Pour optimiser le temps de vidange, vous pouvez utiliser plusieurs tuyaux simultanément. En plaçant trois tuyaux répartis dans le bassin, vous multipliez la vitesse d’évacuation sans investir dans du matériel coûteux. Veillez simplement à ce que chaque tuyau reste bien immergé au fond pour éviter toute entrée d’air qui désamorcerait le système.
Sécurité et réglementation : où évacuer l’eau ?
Vider une piscine nécessite de respecter des règles environnementales et légales. L’eau traitée contient des substances chimiques pouvant perturber les écosystèmes locaux ou endommager les infrastructures publiques.

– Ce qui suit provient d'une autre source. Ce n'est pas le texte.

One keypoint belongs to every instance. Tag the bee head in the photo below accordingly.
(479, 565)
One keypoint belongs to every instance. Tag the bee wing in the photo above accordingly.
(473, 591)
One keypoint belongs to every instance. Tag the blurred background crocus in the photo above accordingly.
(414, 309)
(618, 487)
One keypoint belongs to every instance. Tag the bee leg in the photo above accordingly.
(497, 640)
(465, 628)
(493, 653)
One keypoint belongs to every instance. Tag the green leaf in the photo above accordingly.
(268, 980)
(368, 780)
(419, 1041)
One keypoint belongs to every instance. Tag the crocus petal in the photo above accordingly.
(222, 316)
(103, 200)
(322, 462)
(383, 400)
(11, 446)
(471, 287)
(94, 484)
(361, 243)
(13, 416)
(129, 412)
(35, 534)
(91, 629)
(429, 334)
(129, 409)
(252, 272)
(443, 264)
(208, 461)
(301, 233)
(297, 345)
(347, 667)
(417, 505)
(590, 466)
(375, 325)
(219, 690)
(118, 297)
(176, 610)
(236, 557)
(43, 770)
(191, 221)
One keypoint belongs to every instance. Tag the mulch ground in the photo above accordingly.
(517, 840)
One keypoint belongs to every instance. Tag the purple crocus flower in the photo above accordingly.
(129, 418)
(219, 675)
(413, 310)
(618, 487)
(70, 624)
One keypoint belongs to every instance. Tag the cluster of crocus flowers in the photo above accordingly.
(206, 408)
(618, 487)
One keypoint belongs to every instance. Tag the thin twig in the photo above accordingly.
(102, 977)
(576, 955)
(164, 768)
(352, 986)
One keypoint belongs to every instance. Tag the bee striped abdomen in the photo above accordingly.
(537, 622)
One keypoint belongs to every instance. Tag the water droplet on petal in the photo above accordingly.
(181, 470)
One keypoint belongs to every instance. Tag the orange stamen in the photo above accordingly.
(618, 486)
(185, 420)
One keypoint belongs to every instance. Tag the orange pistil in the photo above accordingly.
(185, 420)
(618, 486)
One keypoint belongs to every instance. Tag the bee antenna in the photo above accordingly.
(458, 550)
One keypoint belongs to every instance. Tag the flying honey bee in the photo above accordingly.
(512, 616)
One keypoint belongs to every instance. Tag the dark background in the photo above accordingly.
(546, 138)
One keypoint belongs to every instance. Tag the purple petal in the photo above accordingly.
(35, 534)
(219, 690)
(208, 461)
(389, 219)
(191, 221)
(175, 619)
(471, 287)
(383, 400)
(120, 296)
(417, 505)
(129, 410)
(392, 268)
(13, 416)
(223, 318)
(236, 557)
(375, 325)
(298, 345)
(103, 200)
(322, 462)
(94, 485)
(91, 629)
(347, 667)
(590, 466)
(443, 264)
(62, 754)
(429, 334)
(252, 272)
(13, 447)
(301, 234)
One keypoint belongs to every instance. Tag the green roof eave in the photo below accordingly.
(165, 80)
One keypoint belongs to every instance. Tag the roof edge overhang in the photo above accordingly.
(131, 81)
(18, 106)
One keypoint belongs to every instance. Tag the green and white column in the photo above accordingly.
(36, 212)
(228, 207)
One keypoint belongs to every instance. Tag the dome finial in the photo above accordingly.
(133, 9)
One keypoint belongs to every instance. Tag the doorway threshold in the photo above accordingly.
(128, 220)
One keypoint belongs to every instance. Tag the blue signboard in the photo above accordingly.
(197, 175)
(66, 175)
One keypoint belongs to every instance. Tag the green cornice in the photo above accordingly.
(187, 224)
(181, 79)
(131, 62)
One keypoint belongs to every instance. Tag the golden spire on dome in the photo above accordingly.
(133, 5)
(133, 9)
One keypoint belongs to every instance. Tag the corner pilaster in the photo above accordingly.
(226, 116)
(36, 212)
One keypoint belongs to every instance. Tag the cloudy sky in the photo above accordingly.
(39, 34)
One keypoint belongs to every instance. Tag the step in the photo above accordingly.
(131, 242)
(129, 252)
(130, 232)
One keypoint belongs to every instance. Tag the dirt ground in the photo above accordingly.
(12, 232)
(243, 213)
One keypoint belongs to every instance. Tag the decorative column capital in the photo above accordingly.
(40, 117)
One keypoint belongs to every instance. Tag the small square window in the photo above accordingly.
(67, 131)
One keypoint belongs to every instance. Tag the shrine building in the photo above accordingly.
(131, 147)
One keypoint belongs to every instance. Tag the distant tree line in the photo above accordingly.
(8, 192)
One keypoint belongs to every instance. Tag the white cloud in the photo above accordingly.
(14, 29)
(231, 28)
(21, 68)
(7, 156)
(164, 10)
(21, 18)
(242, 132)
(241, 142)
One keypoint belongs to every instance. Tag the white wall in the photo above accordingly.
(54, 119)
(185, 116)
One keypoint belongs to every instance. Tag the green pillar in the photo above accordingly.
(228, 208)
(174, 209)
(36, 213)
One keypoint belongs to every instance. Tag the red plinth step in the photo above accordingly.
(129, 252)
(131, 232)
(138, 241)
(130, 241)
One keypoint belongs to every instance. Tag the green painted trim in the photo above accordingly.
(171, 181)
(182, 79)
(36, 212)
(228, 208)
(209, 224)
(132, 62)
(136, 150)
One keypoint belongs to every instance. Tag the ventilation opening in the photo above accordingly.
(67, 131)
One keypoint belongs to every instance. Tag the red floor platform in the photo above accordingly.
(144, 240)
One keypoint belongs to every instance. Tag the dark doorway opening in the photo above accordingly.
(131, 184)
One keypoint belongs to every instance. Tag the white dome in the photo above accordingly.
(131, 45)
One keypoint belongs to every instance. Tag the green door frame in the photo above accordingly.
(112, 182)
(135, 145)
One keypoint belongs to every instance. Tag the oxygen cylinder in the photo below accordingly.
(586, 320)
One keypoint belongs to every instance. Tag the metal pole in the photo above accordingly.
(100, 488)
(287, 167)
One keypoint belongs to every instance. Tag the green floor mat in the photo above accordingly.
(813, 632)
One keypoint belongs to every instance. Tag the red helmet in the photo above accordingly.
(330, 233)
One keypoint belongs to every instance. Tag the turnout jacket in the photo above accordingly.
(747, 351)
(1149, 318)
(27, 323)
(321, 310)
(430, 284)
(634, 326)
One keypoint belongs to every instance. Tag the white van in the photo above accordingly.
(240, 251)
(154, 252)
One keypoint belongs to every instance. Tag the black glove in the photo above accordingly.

Le respect des normes de rejet
En France, le rejet des eaux de piscine dans le réseau d’eaux usées est interdit sans autorisation préalable de la mairie. Le rejet dans le réseau d’eaux pluviales est également réglementé car ces eaux finissent souvent directement dans les rivières. La solution la plus écologique reste l’épandage sur votre propre terrain, à condition que le sol soit suffisamment absorbant et que l’eau ait été déchlorée, en stoppant tout traitement 7 à 10 jours avant la vidange.
Vider un bassin modifie les pressions exercées sur les parois. Une piscine enterrée, une fois vide, subit la poussée du terrain environnant sans la contre-pression de l’eau. Ce phénomène peut provoquer des fissures ou un soulèvement du bassin si la nappe phréatique est haute. Vérifiez toujours l’absence d’eau sous la structure via un puits de décompression avant de procéder à une vidange totale.
Quand faut-il absolument vider sa piscine ?
Un renouvellement partiel d’un tiers de l’eau chaque année suffit généralement à maintenir une qualité saine. Cependant, certaines situations rendent la vidange totale nécessaire.
La saturation en stabilisant est la cause la plus fréquente : au-delà de 70 mg/l, le chlore perd son efficacité et seule une vidange permet de repartir sur des bases saines. Les travaux de rénovation, comme le remplacement d’un liner ou la réparation de carreaux, imposent également un bassin totalement sec. Enfin, une eau « morte » après un abandon prolongé et une prolifération massive d’algues peut justifier une vidange complète pour éviter de multiplier les traitements chimiques coûteux.
Le moment idéal pour vider une piscine est le printemps ou l’automne, lorsque les températures sont clémentes. Évitez les périodes de fortes pluies pour limiter les risques de remontée de nappe phréatique, ainsi que les canicules qui favorisent le dessèchement et le craquellement des revêtements.
Astuces pour finir de vider les derniers centimètres
Le siphonage s’arrête naturellement dès que de l’air entre dans le tuyau ou que le niveau d’eau devient trop faible. Il reste alors souvent 5 à 10 centimètres d’eau au fond du bassin.
Pour évacuer ces derniers litres, placez le tuyau dans un seau lesté immergé au point le plus bas. Vous pouvez également utiliser un aspirateur de chantier pour aspirer les résidus. Si vous n’avez aucun outil, la méthode manuelle reste fiable : utilisez une pelle en plastique pour ne pas rayer le revêtement et terminez à l’éponge ou au balai-serpillière. Cette étape finale est l’occasion idéale pour nettoyer la ligne d’eau et les parois avec un produit détartrant avant la remise en eau.